Source: Deep Learning on Medium
So how did they do this? Let’s first look at what it can do. To achieve what they claimed, NEON need to do several things:
Notes: The below parts are just my ‘educated prediction’, thus bearing no truth on how NEON actually works or created. More details of NEON has yet to be released by Samsung.
Physical modeling: Real-human video to CGI, cross the uncanny valley
Given some video datasets of one actor, the model needs to learn how to transfer a video into CGI footage, the more similar the better. This technology has been well developed with the rise of Avatar and performance capture. Actors get filmed with some color dots grid on their faces to record their facial expressions and transfer those facial expressions grid movements into CGI character expressions. It’s a rather mature technology. What NEON did is just a bit different. It might not have the grid as a reference but using deep learning, it’s not too hard for the deep neural networks to find the features they need for the task and it can maybe do better than a simpler model like the facial grid.
Data Input: video footages
Data Output: facial/body grid movements time series data.
Expression modeling: Expression/Gesture projection to CGI
So from the video footage, we now have a grid movements time series data set, if we can label these data set with different expressions, we should be able to train some kind of autoencoder that can encode the CGI time-series to expression encoding, then re-generate the same CGI time-series data. Then we can look at the encoding and figure out what is smile, cry, surprise, angry, etc. This is also a solved problem. You can find one examples below:
Data Input: CGI Time-series data set
Data Output: Expression encoding/embedding layers
Personality modeling: Emotion to expression
So now we can pretty much control the expression of our CGI avatar via expression encoding, the next step would be to map emotion to expression. The expression is the externalizing of emotion, but the mapping isn’t always straightforward. You would think people will laugh when they are happy, but humanity is way more complicated than that. Some outgoing people will laugh out loud while an introvert will probably just smirk subtly. What controls the mapping from emotion to expression is personality. Now how do we model personality? This requires a lot of domain knowledge(this is also what Samsung claims the part they are still working on and I think the most challenging. Cause humanity, you know…).
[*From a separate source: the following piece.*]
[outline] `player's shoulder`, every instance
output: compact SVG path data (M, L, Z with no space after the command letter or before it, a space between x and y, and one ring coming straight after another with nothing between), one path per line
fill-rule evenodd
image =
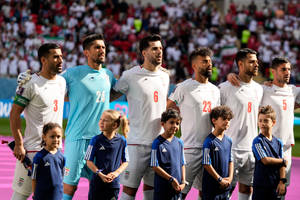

Data Input: Emotion Labeling (multiple labels since one expression could have multiple emotions behinds it)
Data Output: Expression encoding/embeddings representing the emotion for given avatar
What Samsung Say About NEON is comprised of
From the presentation we know that NEON is actually comprised of three parts:
- Behavioral Neural Network (Expression Model?)
- Evolutionary Generative Intelligence (Personality Model?)
- Computational reality (Physical Model?)
Are my above assumptions true? We’ll know more in the near future, but please leave some responses if you have different ideas!
So how do these parts fit together and form a NEON? It could work as a pipeline:
First using the video footage of one human actor to train a neural network that can generate CGI grid time-series data. This will give the ability to control the CGI avatar to be as human as possible. The neural network will inevitably learn how human gestures and human facial expressions patterns, this lays the ground for further abstraction.
With the CGI grid movement time-series data, we can train an autoencoder that can do some kind of dimensional reduction, create some middle layer encoder then regenerate the CGI. Once the regenerated CGI is similar enough to the original time-series data, we’ll get an even more abstract layer (expression encoder) of the video, expressions, and gestures. Once we have the encoder or embedding, we can play around and see which combination of weights could generate certain expressions, e.g. smile, angry, surprised, etc. We can then use these weights ( might need to do some PCA to make it more manageable) to control the expression of our avatar, make it smile, cry, etc.
To this point, the avatar’s expression could be largely controlled manually, but it’s not there yet. What’s needed is to have the avatar itself originally ‘generate’ expressions on its own, react to outside stimuli. This is where the personality model comes into play. Using the domain knowledge of phycology, emotional science, many different personality features can be developed their relationship to expression and outside stimuli can be modeled. If we use certain celebrity (say Bruce Lee) as an example, by labeling his behavior (expression) and outside stimulus (sentiment of words, gestures, etc.), we can develop a ‘personality’ model that reflects what the celebrity will react to the different sentiment with different expressions. Then we use this personality model to control the NEON’s reaction expression according to outside sentiment ( output from a sentiment classifier neural network maybe).
In the NEON official videos, there is a real-time visualization of NEON’s ‘emotion activation’ status, indicating how NEON react to outside stimulus. Pretty cool.
Beyond that, NEON can learn domain knowledge and provide more value. Samsung claims that they have another cloud AI platform called Spectra for that and 3rd party developers will be able to develop those ‘skills’ for NEON. Thinking Siri with a pretty face, charming voice, and can teach you Kung Fu. 😜
I have to say, even though the demo they showed on CES 2020 is far from perfect, NEON is groundbreaking. The team is thinking quite big and laid down a good foundation and framework. The computational hunger application at this moment may mean NEON can’t live on the edge, but with the fast development of 5G and better cloud platform, I believe the future potential for NEON is huge.